- Pandav Nagar
- Coordinates: 28°36′50″N 77°16′30″E﻿ / ﻿28.614°N 77.275°E
- Country: India
- Territory: Delhi
- Constituency: East Delhi

Government
- • Type: Elected Representative

Languages
- • Official: Hindi, Punjabi
- Time zone: GMT + 0530

= Pandav Nagar =

Pandav Nagar is a residential colony in East Delhi, India. The back side of the colony is across the road from the famous Akshardham Temple. The majority of the population are Hindus and Sikhs.

==History==

Earlier called Neem Ka Bangar (as mentioned in old land records), the colony is now called Pandav Nagar. The name "Pandav Nagar" originates from the term 'Pandavas' which according to Hindu Mythology was used during the Mahabharata Period, where the five Sons of King Pandu and his wife Kunti were together called as Pandavas.
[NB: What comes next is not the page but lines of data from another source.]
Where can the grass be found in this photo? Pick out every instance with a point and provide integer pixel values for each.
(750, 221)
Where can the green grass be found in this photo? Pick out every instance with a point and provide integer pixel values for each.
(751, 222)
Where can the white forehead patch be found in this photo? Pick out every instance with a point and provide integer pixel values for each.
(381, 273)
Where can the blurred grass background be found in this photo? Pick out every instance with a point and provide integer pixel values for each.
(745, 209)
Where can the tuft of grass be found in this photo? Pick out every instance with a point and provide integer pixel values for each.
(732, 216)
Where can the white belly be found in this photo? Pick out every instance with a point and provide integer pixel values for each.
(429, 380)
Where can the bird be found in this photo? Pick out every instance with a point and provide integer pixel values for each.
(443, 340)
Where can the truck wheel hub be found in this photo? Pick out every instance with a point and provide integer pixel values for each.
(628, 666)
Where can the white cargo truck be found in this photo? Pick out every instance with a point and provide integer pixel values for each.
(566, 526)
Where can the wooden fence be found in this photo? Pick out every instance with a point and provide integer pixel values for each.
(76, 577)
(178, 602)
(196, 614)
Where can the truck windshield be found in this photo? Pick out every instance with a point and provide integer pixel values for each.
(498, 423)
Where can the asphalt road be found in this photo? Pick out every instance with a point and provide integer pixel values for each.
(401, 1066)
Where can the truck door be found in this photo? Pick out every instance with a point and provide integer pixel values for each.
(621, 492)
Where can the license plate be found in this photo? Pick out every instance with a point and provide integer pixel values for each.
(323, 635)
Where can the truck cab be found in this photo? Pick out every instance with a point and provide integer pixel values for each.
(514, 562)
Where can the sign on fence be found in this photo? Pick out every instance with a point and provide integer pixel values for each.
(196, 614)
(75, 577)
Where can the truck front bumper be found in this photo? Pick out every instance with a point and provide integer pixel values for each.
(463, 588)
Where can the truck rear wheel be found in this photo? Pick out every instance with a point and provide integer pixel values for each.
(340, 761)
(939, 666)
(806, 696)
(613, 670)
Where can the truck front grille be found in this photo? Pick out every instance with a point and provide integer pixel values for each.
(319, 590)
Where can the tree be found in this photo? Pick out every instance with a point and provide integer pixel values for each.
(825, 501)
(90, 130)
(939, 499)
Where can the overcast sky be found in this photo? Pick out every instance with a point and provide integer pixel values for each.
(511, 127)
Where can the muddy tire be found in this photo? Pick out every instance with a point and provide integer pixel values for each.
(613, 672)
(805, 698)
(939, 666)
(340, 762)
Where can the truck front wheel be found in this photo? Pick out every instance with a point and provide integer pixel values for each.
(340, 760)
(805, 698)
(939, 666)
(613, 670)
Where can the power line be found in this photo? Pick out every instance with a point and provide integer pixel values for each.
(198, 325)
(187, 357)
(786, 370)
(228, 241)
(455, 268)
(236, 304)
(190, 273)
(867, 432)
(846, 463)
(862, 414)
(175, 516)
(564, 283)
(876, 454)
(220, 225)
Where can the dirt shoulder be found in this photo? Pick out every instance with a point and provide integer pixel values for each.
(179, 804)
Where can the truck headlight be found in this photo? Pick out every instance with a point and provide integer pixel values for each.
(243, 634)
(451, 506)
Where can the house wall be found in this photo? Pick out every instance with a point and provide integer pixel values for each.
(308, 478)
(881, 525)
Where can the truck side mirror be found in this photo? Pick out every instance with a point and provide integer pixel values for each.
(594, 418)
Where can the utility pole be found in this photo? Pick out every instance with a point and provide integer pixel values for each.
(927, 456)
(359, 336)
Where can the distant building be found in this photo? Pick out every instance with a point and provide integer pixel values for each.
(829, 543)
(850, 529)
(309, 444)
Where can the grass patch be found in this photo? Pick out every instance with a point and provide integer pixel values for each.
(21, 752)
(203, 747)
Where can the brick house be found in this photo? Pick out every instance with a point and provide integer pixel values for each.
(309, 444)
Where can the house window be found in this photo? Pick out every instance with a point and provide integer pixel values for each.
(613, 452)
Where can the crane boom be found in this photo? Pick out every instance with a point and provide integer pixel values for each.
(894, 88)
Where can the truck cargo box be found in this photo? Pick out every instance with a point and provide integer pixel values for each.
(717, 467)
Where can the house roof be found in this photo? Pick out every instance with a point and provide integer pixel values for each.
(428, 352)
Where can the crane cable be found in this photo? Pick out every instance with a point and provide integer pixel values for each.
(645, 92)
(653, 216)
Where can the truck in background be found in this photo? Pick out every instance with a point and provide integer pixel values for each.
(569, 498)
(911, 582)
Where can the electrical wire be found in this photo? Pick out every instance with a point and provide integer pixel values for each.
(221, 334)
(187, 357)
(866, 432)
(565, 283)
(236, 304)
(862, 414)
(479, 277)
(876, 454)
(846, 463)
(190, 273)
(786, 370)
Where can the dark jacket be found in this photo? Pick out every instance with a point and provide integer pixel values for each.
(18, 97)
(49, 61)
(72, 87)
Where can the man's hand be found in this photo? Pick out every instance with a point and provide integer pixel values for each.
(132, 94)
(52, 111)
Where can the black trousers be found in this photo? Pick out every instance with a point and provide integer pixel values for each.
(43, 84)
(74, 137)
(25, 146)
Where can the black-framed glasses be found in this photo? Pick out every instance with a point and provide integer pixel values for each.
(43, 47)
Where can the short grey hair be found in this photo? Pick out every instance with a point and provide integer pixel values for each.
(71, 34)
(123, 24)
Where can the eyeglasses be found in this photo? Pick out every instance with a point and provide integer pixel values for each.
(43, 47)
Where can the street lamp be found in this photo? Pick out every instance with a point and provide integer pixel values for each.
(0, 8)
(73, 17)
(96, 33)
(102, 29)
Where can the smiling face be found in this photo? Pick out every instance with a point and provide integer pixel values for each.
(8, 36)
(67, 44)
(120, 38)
The name "Pandav Nagar" was given by the Promoter and Developer of the Colony as this colony was surrounded by Indraprastha Estate developed by DDA on one side and adjoining the Indraprastha Extension CGHS on the other side. People started living here from 1960 the early settlers here are mainly from east Punjab who had migrated to Delhi are mainly Sikhs and Hindus who had helped in the establishment of the colony. They started buying land for agriculture and other works. Then they select and purchased land for Temples and Gurudwaras. The people had migrated here from last 10 years are mostly from up and Bihar came here very fast and the old peoples of the colony are disappearing.The Bihari and UP Hindus are nearly 40%, The Punjabi Hindu, Sikhs are 30% (mostly Khatri). Rajasthani, Haryanvi 10% and rest 20% are from other states mainly west bengal.

==Composition==
Pandav Nagar divided into two parts, is a residential area, that is a well-established colony in the eastern part of Delhi, close to the Yamuna river, practically minutes away from Connaught Place, Anand Vihar Terminal railway station, New Delhi and Nizamuddin railway stations. This place is famous for its numerous shops and offices (like AIMIL Ltd.), institutes and hospitals, that it houses. Apart from this, it has residential apartments that offer good accommodation.

==Temples==
Radha Krishna Temple in C Block is a fine temple complex housing the idols of a large pantheon of Hindu deities. The temples/ Gurudwaras is also the nerve centre of many cultural activities. The other temples/Gurudwaras include Gurudwara Singh Sabha, Shiv Hanuman Mandir, Hanuman Temple, Kali Bari (Ganesh Nagar), Shiv Durga Mandir (Ganesh Nagar), Digambar Jain Mandir, Shiv Shakti Temple and Gurudwara Akal bunga Nihang, Gurudwara Ganesh nagar, Mala Devi temple

==Medicare==
1. RK Memorial Hospital
2. Shanti Nursing Home
3. Max Balaji Hasanpur Depot is just a 10 minutes drive away
4. Healserv

== Landmarks ==
There are many popular landmarks in and around Pandav Nagar such as Akshardham Temple, Commonwealth Games Village, Rajendra Ashram, D Park, Mother Dairy Kela Godam Pandav Nagar Ganesh Nagar Complex, Sanjay Lake with Delhi's first Adventure Park.

== Connectivity ==
Pandav Nagar is well connected with other parts of Delhi by roads and metro rail. Buses ply the roads, with other modes of transport supplementing the transport options. Anand Vihar Inter State Bus terminal (ISBT) is quite close, too. The nearest metro station is Akshardham station itself, which makes it well connected to various parts of New Delhi.

== Other colonies near Pandav Nagar ==
- Mayur Vihar Phase1, Patparganj, IP Extension, Ganesh Nagar and South Ganesh Nagar, Shakarpur, Laxmi Nagar.